The Democratic Republic of Congo (DRC) has announced a three-month extension of its ban on cobalt exports, effective immediately. The decision, confirmed by the Authority for the Regulation and Control of Strategic Mineral Substances’ Markets (ARECOMS), aims to address the continued high levels of cobalt stock in both domestic and international markets. The initial four-month suspension, which began in February 2025, was set to expire on June 22. ARECOMS stated that the extension is necessary to stabilize the market and manage oversupply.

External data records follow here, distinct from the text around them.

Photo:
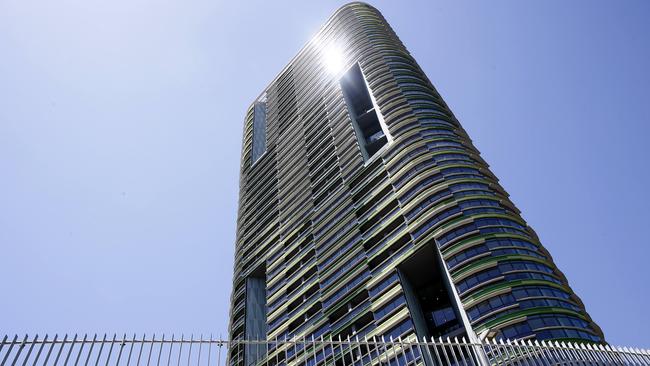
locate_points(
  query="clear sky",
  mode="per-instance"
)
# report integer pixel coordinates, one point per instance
(120, 135)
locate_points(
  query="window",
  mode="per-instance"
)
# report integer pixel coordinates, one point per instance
(259, 130)
(371, 133)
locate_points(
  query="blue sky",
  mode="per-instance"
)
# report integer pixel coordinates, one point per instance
(120, 134)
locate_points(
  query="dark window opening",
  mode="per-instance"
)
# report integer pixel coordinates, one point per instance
(259, 131)
(364, 115)
(428, 296)
(256, 308)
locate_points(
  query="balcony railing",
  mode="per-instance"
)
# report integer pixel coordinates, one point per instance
(77, 350)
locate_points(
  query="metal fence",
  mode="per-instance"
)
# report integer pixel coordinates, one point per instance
(200, 351)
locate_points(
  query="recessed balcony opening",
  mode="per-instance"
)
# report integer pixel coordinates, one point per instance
(371, 132)
(428, 297)
(256, 308)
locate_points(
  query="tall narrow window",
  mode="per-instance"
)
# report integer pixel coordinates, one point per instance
(371, 132)
(256, 327)
(259, 130)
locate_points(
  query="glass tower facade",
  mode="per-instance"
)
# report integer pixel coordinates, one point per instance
(365, 210)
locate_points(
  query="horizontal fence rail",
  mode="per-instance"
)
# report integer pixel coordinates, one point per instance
(85, 350)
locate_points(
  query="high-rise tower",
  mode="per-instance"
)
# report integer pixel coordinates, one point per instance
(365, 209)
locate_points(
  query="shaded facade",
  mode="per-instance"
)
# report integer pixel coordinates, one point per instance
(365, 210)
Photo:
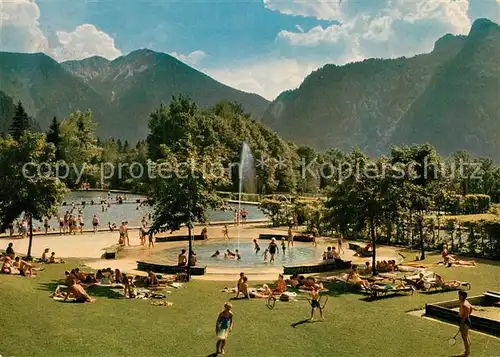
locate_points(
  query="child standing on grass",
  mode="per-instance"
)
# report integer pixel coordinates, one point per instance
(223, 326)
(315, 303)
(225, 232)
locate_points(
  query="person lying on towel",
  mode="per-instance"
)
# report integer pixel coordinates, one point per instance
(78, 292)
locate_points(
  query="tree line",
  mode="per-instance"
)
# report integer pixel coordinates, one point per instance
(394, 207)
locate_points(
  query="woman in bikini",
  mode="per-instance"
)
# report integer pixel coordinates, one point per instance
(273, 249)
(339, 242)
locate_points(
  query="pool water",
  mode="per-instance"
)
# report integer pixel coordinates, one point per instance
(301, 253)
(130, 212)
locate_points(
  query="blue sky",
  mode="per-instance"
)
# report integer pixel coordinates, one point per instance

Cobalt, a critical component in the production of electric vehicle (EV) batteries and other electronic devices, has seen its prices fall to a nine-year low of $10 per pound earlier this year. The DRC, as the world’s largest cobalt producer, accounts for over 80% of global supply, making its policy decisions pivotal in shaping global cobalt markets.

ARECOMS has indicated that it will review the situation before the end of the three-month extension and may decide to modify, extend, or lift the export ban based on market developments. Additionally, the DRC government is considering implementing an export quota system to better manage cobalt shipments and stabilize prices. This proposal has garnered support from major industry players such as Glencore, the world’s second-largest cobalt producer, but faces opposition from CMOC Group, the top producer, which has lobbied for the ban to be lifted.

The extended export ban is expected to have significant implications for the global EV industry, potentially leading to increased cobalt prices and prompting manufacturers to explore alternative materials or adjust their supply chains. The DRC’s strategic decisions regarding cobalt exports will continue to influence the dynamics of the global battery materials market.